Voepass não pode mais voar
A ANAC intensificou as ações de fiscalização após o desastre. Em 11 de março de 2025, a agência suspendeu cautelarmente as operações da Voepass por descumprimento de exigências e degradação do sistema de gestão de segurança. A medida acionou uma operação de proteção ao consumidor (Procon-SP) e reacomodações por companhias parceiras.
Em 24 de junho de 2025, após novas auditorias e persistência de falhas, a ANAC cassou o Certificado de Operador Aéreo (COA) da Voepass — na prática, o “descredenciamento” definitivo para voos comerciais. A cassação consolidou o encerramento operacional da empresa e atualmente ela não pode mais voar.

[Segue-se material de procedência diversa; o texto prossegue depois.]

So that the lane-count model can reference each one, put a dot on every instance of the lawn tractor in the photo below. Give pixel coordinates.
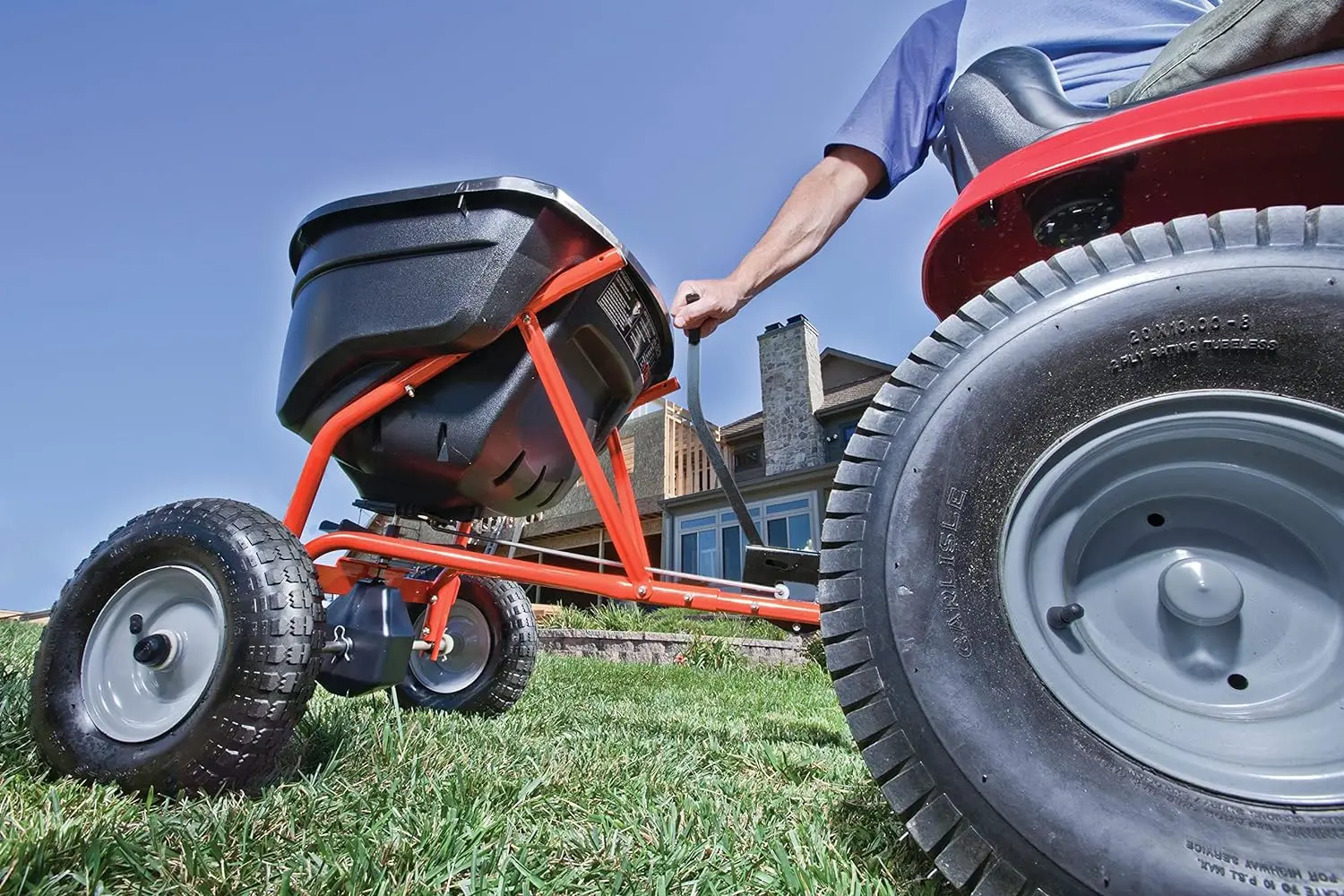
(1082, 568)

A suspensão e a posterior cassação afetaram malhas regionais, slots e milhares de bilhetes — com remarcações e reembolsos viabilizados por meio de acordos com parceiras, sobretudo a Latam (codeshare). A Agência Brasil e a Exame registraram ações para mitigar efeitos em destinos sensíveis, como Fernando de Noronha, além de autorizações emergenciais para resgatar passageiros.
Recuperação judicial
Sob pressão financeira após a suspensão da ANAC, a Voepass pediu recuperação judicial em abril de 2025; decisões judiciais limitaram o alcance do pedido às empresas não operacionais do grupo. Em paralelo, houve determinações trabalhistas de pensão a familiares de tripulantes e reportagens sobre demissões na companhia.
Homenagens às vítimas
Um ano após a tragédia, familiares inauguraram um memorial em Vinhedo e reforçaram a atuação da Associação dos Familiares das Vítimas do Voo 2283. A mobilização foi criada para cobrar respostas e padrões mais rígidos de segurança.